My .npmrc in my users folder:

@my-company:registry=https://pkgs.dev.azure.com/[company-name]/[project-name]/_packaging/[feed-name]/npm/registry/
always-auth=true
; begin auth token
//pkgs.dev.azure.com/[company-name]/[project-name]/_packaging/[feed-name]/npm/registry/:username=[company-name]
//pkgs.dev.azure.com/[company-name]/[project-name]/_packaging/[feed-name]/npm/registry/:_password=<-- redacted -->
//pkgs.dev.azure.com/[company-name]/[project-name]/_packaging/[feed-name]/npm/registry/:email=my.company@email.com
//pkgs.dev.azure.com/[company-name]/[project-name]/_packaging/[feed-name]/npm/:username=[company-name]
//pkgs.dev.azure.com/[company-name]/[project-name]/_packaging/[feed-name]/npm/:_password=<-- redacted -->
//pkgs.dev.azure.com/[company-name]/[project-name]/_packaging/[feed-name]/npm/:email=my.company@email.com
; end auth token

I don't see any dialog whatsoever prompting me for a login. I also have access to the feeds, because I can use the package URL npm i throws to download the package directly from the browser.

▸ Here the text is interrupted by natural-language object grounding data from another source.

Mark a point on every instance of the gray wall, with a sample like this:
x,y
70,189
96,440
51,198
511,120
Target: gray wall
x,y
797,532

EDIT: So I can see it does create a new PAT everytime I run vsts-npm-auth (and places it in the .npmrc), however, I still end up with the error of it not being a JWT token. If I run the manual steps from DevOps (Artifact Feed > Connect to feed > NPM > Other) and follow steps 1 till 4, I still end up with a non-authorized setup....

DynaSpan commented 3 years ago

@edgarrs any workaround for this? I can't download my work packages meaning I can't do anything useful at work right now.

LukeGarrigan commented 3 years ago

Running vsts-npm-auth wasn't updating the password in my .npmrc file, so I did the following:

I regenerated my personal access token using:

vsts-npm-auth -config .npmrc -r -f -v detailed

I grabbed that personal access token and plugged into powershell:

[Convert]::ToBase64String([system.Text.Encoding]::UTF8.GetBytes("YOUR_PAT_GOES_HERE"))

I then put the output of that in the password of my .npmrc and reran

npm install

shuebner20 commented 2 years ago

I also experienced this problem with vsts-npm-auth v0.41.0.0. Even if I specify -T/-TargetConfig and -f as stated in several posts here, the existing .npmrc file in the project folder (which is also shell's current working folder) will not be updated at any time.

A fairly easy workaround was the following command:

vsts-npm-auth -config .npmrc -f -T .npmrc2

This will create a new file (.npmrc2) - just open it and copy the contents to the corresponding auth section in your existing .npmrc. There is no need to transform the PAT in any way (like base64 encoding).

lukos commented 2 years ago

Thanks @shuebner20 this was the only way I could get it to reset. This is honestly garbage if a flag like "force" does nothing. I uninstalled vsts-npm-auth and then reinstalled it, followed the instructions on Azure Devops and it still didn't work.

rafek1241 commented 4 months ago

Still issue exists, this workaround helped me.